14 Yet it was kind of you to share] my trouble. 15 And you Philippians yourselves know that in the beginning of the gospel, when I left Macedonia, no church entered into partnership with me in giving and receiving, except you only. 16 Even in Thessalonica you sent me help for my needs once and again. 17 Not that I seek the gift, but I seek the fruit that increases to your credit.
Recipients of kindness should express their gratitude. If you don’t want to be perceived in the image of a beggar or mooch – when someone is generous to you, express your sincere gratitude. Make certain they know how much you appreciate the gift.

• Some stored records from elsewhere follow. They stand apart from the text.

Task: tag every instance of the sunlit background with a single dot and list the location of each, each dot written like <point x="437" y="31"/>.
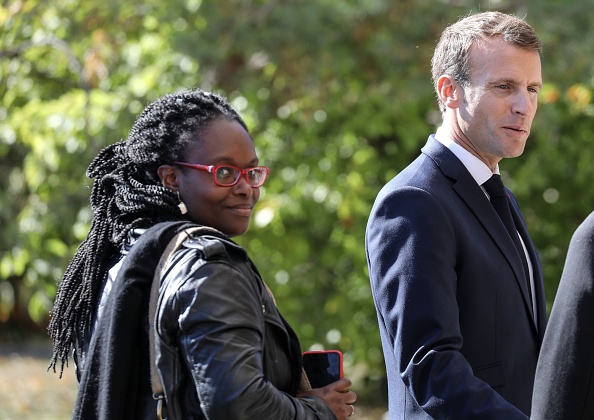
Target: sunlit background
<point x="338" y="97"/>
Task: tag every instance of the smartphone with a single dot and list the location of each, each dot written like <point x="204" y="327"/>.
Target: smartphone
<point x="323" y="367"/>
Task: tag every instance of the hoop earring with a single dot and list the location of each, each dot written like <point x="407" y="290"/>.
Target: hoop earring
<point x="182" y="206"/>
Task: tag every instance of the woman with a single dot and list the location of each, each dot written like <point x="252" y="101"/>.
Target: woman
<point x="223" y="350"/>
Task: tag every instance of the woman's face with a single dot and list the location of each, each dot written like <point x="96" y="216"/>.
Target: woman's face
<point x="227" y="209"/>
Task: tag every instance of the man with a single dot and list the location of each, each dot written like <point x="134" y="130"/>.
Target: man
<point x="564" y="384"/>
<point x="460" y="301"/>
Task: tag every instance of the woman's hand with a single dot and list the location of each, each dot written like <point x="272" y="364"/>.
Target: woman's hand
<point x="338" y="397"/>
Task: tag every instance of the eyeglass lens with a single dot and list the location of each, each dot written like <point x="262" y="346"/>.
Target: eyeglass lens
<point x="227" y="175"/>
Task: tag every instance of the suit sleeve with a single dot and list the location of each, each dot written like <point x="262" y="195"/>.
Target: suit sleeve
<point x="412" y="256"/>
<point x="564" y="384"/>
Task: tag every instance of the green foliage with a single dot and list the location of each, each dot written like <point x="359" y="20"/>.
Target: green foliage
<point x="338" y="97"/>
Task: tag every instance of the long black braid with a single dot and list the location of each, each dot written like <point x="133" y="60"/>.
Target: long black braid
<point x="127" y="194"/>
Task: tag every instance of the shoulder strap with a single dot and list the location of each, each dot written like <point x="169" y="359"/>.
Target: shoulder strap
<point x="173" y="245"/>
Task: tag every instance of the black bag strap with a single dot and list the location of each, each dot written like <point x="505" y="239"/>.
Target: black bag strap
<point x="173" y="245"/>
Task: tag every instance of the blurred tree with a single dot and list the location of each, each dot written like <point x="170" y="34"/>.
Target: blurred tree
<point x="338" y="97"/>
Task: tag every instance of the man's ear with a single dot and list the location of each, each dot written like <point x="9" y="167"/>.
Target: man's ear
<point x="449" y="91"/>
<point x="169" y="176"/>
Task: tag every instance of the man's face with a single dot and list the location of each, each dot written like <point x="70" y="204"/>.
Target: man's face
<point x="499" y="104"/>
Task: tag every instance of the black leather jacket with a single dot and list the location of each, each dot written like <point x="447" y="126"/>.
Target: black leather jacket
<point x="223" y="350"/>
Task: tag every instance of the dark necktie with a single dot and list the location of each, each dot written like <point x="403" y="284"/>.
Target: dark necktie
<point x="500" y="202"/>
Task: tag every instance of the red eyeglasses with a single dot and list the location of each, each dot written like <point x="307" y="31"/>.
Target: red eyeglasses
<point x="229" y="175"/>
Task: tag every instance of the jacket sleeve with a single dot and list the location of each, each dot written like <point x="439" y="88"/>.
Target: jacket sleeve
<point x="221" y="319"/>
<point x="412" y="255"/>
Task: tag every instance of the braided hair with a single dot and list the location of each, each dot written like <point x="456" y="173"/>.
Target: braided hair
<point x="127" y="194"/>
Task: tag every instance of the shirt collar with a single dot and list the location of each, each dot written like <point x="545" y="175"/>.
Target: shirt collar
<point x="477" y="168"/>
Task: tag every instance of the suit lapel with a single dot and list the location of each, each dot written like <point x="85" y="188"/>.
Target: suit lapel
<point x="471" y="193"/>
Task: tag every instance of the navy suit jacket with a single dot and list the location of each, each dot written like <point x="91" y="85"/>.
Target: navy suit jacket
<point x="454" y="310"/>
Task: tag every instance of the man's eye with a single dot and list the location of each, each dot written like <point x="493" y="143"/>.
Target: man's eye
<point x="225" y="172"/>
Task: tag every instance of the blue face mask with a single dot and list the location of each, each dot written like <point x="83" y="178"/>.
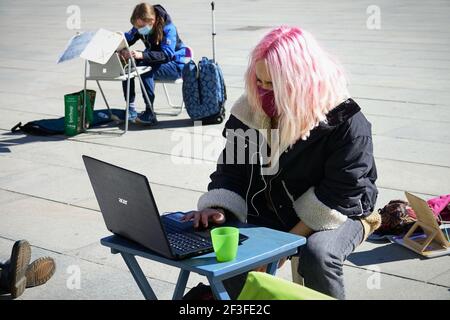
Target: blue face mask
<point x="145" y="30"/>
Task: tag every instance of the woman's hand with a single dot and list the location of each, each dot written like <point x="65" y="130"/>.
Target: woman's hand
<point x="138" y="55"/>
<point x="216" y="216"/>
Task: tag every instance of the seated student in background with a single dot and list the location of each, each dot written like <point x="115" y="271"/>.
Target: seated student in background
<point x="165" y="53"/>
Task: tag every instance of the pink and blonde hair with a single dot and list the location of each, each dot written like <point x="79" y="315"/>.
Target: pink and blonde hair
<point x="307" y="82"/>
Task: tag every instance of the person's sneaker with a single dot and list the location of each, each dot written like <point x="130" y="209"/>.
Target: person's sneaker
<point x="147" y="118"/>
<point x="40" y="271"/>
<point x="132" y="115"/>
<point x="20" y="258"/>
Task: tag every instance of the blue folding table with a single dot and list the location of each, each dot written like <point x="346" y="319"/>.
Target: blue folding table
<point x="263" y="247"/>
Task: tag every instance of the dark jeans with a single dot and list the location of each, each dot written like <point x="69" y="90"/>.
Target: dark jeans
<point x="321" y="260"/>
<point x="166" y="71"/>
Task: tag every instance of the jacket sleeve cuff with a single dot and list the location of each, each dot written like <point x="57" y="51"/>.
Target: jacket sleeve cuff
<point x="225" y="199"/>
<point x="315" y="214"/>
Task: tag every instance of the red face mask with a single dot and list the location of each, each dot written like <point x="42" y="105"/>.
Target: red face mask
<point x="267" y="101"/>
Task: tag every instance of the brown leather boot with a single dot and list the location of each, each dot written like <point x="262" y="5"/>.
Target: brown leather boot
<point x="13" y="272"/>
<point x="40" y="271"/>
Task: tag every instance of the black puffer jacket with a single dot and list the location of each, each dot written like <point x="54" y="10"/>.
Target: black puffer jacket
<point x="322" y="180"/>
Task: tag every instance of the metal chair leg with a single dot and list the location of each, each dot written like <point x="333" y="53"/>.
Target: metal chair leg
<point x="169" y="101"/>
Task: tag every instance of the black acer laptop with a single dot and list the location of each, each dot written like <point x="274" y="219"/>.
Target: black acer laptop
<point x="129" y="210"/>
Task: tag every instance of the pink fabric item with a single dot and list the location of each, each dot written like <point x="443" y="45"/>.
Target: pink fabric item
<point x="267" y="102"/>
<point x="440" y="205"/>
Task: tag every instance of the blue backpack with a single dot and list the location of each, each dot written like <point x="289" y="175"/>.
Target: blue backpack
<point x="204" y="91"/>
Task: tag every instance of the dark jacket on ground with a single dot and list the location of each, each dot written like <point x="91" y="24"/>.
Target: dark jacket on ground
<point x="322" y="180"/>
<point x="171" y="47"/>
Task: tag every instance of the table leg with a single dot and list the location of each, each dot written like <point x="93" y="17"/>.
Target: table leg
<point x="139" y="276"/>
<point x="104" y="99"/>
<point x="181" y="285"/>
<point x="219" y="291"/>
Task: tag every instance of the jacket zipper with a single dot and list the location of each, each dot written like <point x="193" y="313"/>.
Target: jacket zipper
<point x="270" y="196"/>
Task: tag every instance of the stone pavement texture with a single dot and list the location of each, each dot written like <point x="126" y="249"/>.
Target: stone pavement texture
<point x="399" y="75"/>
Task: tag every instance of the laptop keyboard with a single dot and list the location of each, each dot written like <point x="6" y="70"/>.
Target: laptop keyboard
<point x="185" y="242"/>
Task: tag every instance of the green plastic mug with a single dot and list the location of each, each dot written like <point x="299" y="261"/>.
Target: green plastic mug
<point x="225" y="243"/>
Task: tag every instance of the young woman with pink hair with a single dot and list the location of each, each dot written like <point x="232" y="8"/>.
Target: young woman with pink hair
<point x="322" y="182"/>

The local church in Philippi had been long-term supporters of Paul, to the full extent of their ability. He couldn’t say enough about their kindness.
The support of the church at Philippi to Paul, had been singular!
“No church” entered into partnership with him except Philippi. Clearly, this was not a case where churches funneled money through the church at Philippi (common today: the sponsoring church arrangement). Paul was overjoyed to receive from the generosity and selfless dedication of the Christians in Philippi.
Even when Paul was in Thessalonica (and not having a pleasant experience), the Christians in Philippi came to his aid, “once and again.”
And, for the sake of clarity, Paul stresses: “Not that I seek the gift, but I seek the fruit that increases to your credit.”
Paul’s interest in and his commendation of their generosity was not simply that he wanted support. No. It was his interest in the blessings they received from their giving. Generosity helps the giver as much or more than the recipient.
Application: Churches today with the ability should carefully consider faithful men who preach the gospel and their needs. Faithful men who receive such support ought to be thankful to God, there are people making sacrifices for their need.